Die Türen schlossen sich. Der Zylindertank, in dem ich eingeschlossen war, bekann sich mit einem sanften Summen abzusenken. Ein Kältegefühl schlich mir die Füsse hoch, eine kaum merkliche bläuliche Beleuchtung liess mich noch die Milchigkeit der Flüssigkeit, in die wir eingetaucht wurden, erkennen. Dann nahm ich nur noch wahr, wie sich mein Herzschlag verlangsamte, meine Sinne erlahmten, der Schmerz verschwand, und eine absolute Gleichgültigkeit in Bezug auf Leben und Tod eintrat.

Grelles Licht drang in meine Augen, weckte meine Sinne. Ich spürte das warme Licht einer Infrarotlampe, Stimmfetzen drangen an mein Ohr, die Rückkehr meiner Sinne ankündigend.
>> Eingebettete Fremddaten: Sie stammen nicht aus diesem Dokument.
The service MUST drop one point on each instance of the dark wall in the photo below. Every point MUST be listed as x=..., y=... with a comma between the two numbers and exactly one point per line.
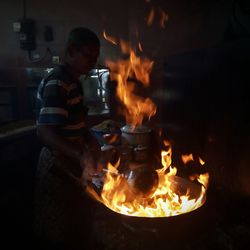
x=191, y=24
Es war ein Gefühl einer Geburt, viele Menschen kümmerten sich sich gleichzeitig und angenehm hektisch um mich, Spritzen, EEGs, man leuchtete mir mit grellem Blaulicht in die Augen, ich musste den Mund öffnen, Pillen schlucken, einfache "ja/nein"-Fragen beantworten. Ein Arzt schüttelte mir die Hand. Ich war noch benommen, aber begriff: Ich hatte den Test bestanden. Ich hatte überlebt.